As new standards of cancer care are being implemented nationwide and our health care system is changing, Triage Cancer hopes to be in the forefront of educating health care providers, and the cancer community in general, so that they can best utilize the valuable tools and resources that are available for their constituencies.
Triage Cancer collaborates with experts in the areas of medicine, mental health, nursing, social work, patient navigation, nutrition, oncofertility, law, employment, education, financial management, insurance, relationships, sexuality and intimacy, pain and palliative care, advocacy, and other areas of cancer survivorship.
The Triage Cancer Scientific Advisory Council provides guidance on substantive areas of cancer survivorship so that we may best serve the cancer community.
Dr.
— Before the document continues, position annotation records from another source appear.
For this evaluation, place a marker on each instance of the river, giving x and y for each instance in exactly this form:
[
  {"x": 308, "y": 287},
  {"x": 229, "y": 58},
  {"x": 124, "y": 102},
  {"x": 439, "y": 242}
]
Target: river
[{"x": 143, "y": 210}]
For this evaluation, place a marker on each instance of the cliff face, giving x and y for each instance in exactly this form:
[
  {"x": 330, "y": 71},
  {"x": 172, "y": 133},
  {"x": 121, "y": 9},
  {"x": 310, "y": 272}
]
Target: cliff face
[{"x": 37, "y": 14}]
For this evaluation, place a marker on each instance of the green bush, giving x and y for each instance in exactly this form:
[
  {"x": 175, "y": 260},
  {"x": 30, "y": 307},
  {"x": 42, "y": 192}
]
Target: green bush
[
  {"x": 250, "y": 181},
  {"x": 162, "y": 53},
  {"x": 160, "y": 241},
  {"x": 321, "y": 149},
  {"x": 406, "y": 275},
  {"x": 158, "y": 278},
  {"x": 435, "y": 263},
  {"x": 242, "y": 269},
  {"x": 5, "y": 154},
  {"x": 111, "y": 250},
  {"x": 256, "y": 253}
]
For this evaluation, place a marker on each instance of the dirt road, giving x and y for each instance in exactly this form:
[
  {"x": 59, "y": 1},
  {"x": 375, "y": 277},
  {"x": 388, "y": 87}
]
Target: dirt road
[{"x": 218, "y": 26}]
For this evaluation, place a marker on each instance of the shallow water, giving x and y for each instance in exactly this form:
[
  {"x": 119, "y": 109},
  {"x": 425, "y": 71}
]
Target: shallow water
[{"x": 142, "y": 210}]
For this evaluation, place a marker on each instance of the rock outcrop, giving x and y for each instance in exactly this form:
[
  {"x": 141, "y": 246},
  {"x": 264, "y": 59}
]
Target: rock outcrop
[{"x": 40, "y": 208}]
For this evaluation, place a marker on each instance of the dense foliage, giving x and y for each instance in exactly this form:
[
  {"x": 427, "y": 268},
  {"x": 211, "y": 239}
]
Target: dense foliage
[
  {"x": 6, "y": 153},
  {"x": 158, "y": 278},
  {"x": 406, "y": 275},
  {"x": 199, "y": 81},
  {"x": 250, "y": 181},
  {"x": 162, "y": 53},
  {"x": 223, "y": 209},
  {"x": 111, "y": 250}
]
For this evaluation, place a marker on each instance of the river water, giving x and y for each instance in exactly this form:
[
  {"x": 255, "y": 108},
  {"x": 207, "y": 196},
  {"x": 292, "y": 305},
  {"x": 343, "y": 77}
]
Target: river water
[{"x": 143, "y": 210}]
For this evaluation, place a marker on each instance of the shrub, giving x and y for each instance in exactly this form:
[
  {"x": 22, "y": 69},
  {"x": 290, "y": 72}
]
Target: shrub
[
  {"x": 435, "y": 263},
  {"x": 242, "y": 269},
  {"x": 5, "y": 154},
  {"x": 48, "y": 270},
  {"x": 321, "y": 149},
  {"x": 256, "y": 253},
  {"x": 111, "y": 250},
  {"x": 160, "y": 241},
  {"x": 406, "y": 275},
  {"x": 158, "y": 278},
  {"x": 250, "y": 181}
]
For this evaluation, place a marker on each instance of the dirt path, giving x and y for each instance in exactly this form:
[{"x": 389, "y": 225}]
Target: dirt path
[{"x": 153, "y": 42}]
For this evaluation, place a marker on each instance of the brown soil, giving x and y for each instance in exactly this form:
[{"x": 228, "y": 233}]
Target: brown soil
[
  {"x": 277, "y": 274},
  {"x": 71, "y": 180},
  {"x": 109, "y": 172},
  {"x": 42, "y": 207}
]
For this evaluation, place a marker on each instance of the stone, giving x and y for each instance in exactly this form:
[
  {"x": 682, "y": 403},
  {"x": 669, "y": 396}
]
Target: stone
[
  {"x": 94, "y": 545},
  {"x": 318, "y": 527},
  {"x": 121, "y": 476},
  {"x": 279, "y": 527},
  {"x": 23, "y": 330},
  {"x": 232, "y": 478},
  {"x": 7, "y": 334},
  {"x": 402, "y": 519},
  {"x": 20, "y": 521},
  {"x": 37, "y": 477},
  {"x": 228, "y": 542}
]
David Spiegel is the Jack, Lulu & Sam Willson Professor in the School of Medicine, Associate Chair of Psychiatry & Behavioral Sciences, Director of the Center on Stress and Health, and is founder and Medical Director of the Center for Integrative Medicine at Stanford University School of Medicine, where he has been a member of the academic faculty since 1975. He was the elected Chair of the Stanford University Faculty Senate for the academic year 2010-2011. He is Past President of the American College of Psychiatrists, and is Past President of the Society for Clinical and Experimental Hypnosis.
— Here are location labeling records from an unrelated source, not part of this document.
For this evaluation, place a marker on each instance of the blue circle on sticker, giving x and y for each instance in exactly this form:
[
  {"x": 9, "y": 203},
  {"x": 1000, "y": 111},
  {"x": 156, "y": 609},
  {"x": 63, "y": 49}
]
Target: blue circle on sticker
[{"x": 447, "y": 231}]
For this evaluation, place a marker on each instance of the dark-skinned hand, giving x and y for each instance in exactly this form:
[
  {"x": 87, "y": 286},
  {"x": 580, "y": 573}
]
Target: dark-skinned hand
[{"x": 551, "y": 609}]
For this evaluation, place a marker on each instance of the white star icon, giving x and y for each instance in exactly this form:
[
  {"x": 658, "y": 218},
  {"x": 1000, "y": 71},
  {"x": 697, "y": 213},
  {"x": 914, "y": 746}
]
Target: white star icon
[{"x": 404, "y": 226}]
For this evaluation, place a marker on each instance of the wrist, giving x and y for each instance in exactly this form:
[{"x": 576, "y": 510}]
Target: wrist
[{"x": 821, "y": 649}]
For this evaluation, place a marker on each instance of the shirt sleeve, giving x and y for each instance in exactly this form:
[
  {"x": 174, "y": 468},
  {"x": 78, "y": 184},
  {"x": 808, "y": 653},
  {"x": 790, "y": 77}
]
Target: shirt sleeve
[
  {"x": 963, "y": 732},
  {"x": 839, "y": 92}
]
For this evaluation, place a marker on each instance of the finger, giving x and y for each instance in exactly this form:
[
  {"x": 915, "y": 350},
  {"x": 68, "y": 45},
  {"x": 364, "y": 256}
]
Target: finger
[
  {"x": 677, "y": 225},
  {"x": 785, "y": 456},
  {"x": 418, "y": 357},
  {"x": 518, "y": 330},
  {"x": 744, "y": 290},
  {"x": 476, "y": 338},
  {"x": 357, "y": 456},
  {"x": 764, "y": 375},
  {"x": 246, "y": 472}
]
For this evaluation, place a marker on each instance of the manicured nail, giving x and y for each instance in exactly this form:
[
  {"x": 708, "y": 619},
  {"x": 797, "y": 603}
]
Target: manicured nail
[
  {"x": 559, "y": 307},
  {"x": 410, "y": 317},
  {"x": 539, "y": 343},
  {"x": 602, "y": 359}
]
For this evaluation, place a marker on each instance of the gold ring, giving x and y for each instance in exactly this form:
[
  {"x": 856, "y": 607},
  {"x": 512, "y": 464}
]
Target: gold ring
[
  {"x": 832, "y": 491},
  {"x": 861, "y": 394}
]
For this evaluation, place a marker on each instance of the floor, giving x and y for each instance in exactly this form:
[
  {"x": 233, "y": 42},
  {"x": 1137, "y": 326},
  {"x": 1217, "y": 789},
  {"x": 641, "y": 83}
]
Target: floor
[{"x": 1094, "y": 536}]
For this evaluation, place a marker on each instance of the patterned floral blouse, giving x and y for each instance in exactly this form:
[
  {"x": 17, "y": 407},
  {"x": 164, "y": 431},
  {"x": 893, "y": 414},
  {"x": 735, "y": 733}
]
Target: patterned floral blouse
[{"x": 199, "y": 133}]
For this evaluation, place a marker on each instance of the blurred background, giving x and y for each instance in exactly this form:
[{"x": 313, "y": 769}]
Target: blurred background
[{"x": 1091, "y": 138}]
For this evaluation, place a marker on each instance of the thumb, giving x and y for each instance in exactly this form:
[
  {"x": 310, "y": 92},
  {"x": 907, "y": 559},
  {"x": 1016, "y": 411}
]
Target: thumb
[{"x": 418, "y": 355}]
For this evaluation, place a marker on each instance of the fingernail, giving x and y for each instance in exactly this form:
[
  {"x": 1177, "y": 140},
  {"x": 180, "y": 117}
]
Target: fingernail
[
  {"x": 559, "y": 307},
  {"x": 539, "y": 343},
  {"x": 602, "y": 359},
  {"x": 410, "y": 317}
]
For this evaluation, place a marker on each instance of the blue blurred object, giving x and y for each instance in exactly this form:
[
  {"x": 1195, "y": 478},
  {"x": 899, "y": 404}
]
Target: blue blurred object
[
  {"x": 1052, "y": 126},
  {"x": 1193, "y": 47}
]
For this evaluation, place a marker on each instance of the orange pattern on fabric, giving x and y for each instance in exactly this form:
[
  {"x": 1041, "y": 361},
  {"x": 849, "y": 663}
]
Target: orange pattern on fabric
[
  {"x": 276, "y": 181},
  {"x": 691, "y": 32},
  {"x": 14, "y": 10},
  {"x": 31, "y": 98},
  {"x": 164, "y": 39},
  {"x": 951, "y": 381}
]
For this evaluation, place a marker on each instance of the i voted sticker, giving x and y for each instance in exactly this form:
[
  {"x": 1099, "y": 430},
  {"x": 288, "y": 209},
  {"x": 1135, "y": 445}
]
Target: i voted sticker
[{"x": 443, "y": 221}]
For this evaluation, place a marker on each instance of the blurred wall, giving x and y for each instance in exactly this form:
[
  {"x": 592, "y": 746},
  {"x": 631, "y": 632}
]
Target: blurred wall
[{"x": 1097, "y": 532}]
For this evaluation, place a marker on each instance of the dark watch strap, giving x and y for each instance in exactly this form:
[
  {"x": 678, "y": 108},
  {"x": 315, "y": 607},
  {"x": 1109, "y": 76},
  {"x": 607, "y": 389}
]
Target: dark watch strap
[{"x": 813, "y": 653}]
He has published ten books, 368 scientific journal articles, and 156 book chapters on hypnosis, psychosocial oncology, stress physiology, trauma, and psychotherapy. He was the first to show that group psychotherapy adds to survival time with cancer. His research has shown that depression produces increased mortality with cancer. He has identified neuroendocrine mechanisms linking psychotherapy and brain function to pain, anxiety, depression, and cancer outcome. He uses PET imaging to show that hypnosis alters perceptual processing, EEG to demonstrate that hypnotic analgesia reduces event-related potential amplitude in response to shock, and fMRI to show resting state functional connectivity differences between high and how hypnotizable individuals.
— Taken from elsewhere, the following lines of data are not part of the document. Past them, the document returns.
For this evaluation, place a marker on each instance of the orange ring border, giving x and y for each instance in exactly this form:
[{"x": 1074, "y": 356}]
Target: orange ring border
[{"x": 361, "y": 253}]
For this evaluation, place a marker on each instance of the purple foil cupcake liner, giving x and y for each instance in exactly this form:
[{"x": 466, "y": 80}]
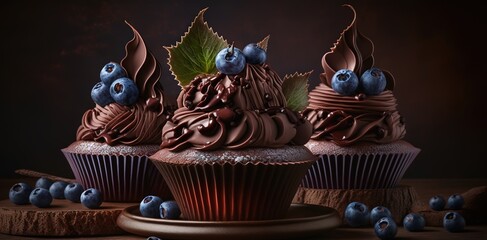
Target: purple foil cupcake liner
[
  {"x": 233, "y": 192},
  {"x": 121, "y": 178},
  {"x": 358, "y": 171}
]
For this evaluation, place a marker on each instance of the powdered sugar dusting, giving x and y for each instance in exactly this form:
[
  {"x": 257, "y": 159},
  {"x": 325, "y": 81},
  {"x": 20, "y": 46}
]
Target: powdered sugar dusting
[{"x": 285, "y": 154}]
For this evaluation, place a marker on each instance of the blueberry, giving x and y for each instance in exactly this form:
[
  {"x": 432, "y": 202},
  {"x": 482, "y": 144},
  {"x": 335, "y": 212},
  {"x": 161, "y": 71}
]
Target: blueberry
[
  {"x": 153, "y": 238},
  {"x": 345, "y": 82},
  {"x": 73, "y": 192},
  {"x": 169, "y": 210},
  {"x": 43, "y": 182},
  {"x": 57, "y": 189},
  {"x": 453, "y": 222},
  {"x": 230, "y": 61},
  {"x": 91, "y": 198},
  {"x": 455, "y": 202},
  {"x": 373, "y": 81},
  {"x": 437, "y": 203},
  {"x": 254, "y": 54},
  {"x": 357, "y": 214},
  {"x": 40, "y": 197},
  {"x": 149, "y": 206},
  {"x": 111, "y": 72},
  {"x": 414, "y": 222},
  {"x": 379, "y": 212},
  {"x": 385, "y": 228},
  {"x": 19, "y": 193},
  {"x": 124, "y": 91},
  {"x": 100, "y": 94}
]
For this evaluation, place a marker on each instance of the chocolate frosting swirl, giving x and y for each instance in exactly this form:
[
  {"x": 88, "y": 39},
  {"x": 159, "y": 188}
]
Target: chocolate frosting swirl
[
  {"x": 346, "y": 120},
  {"x": 140, "y": 123},
  {"x": 234, "y": 112}
]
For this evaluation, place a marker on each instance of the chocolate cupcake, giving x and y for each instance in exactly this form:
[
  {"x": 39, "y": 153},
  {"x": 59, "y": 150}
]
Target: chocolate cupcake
[
  {"x": 116, "y": 137},
  {"x": 357, "y": 129},
  {"x": 233, "y": 150}
]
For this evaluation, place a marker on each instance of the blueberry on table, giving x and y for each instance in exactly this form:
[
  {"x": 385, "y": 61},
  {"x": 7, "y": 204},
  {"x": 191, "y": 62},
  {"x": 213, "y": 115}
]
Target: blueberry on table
[
  {"x": 357, "y": 214},
  {"x": 149, "y": 206},
  {"x": 111, "y": 72},
  {"x": 169, "y": 210},
  {"x": 57, "y": 189},
  {"x": 100, "y": 94},
  {"x": 73, "y": 192},
  {"x": 414, "y": 222},
  {"x": 254, "y": 54},
  {"x": 19, "y": 193},
  {"x": 345, "y": 82},
  {"x": 91, "y": 198},
  {"x": 437, "y": 203},
  {"x": 124, "y": 91},
  {"x": 455, "y": 202},
  {"x": 40, "y": 197},
  {"x": 385, "y": 228},
  {"x": 43, "y": 182},
  {"x": 153, "y": 238},
  {"x": 453, "y": 222},
  {"x": 379, "y": 212},
  {"x": 373, "y": 81},
  {"x": 230, "y": 61}
]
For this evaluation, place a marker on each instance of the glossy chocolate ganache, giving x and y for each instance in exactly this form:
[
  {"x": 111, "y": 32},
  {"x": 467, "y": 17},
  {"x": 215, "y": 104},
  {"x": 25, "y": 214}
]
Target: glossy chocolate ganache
[
  {"x": 137, "y": 124},
  {"x": 346, "y": 120},
  {"x": 219, "y": 111}
]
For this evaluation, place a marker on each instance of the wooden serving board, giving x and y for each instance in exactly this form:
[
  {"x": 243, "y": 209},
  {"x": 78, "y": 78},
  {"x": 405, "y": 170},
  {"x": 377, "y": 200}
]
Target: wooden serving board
[{"x": 63, "y": 218}]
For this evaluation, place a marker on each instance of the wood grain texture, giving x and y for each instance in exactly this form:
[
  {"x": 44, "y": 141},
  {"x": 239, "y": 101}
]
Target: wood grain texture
[
  {"x": 398, "y": 199},
  {"x": 63, "y": 218}
]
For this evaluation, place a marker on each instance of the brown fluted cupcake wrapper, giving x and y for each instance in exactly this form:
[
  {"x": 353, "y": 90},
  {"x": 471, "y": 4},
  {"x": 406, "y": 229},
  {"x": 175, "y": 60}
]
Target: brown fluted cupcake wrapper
[
  {"x": 120, "y": 178},
  {"x": 233, "y": 191},
  {"x": 358, "y": 171}
]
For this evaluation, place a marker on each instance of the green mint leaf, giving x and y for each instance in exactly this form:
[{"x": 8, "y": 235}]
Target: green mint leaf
[
  {"x": 295, "y": 89},
  {"x": 195, "y": 53}
]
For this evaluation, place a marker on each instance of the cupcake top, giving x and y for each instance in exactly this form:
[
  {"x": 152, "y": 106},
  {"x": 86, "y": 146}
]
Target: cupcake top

Dr. Spiegel was responsible for the inclusion of Acute Stress Disorder in the DSM-IV, and serves on the DSM-5 work group on Anxiety and Trauma-Related Disorders. His research has been supported by the National Institute of Mental Health, the National Cancer Institute, the National Institute on Aging, the National Center for Complementary and Alternative Medicine, the John D. and Catherine T. MacArthur Foundation, the Fetzer Institute, the Dana Foundation for Brain Sciences, and the Nathan S. Cummings Foundation, among others. He is winner of 22 awards, including the 2011 Arthur Sutherland Award from the International Society of Psycho-Oncology for Lifetime Achievement, the 2004 Judd Marmor Award from the American Psychiatric Association for contributions to biopsychosocial research, and the Hilgard Research Award from the International Society of Hypnosis. His research on cancer patients was featured in Bill Moyers' Emmy award-winning PBS series, Healing and the Mind, and recently on the Jane Pauley Show and Good Morning America.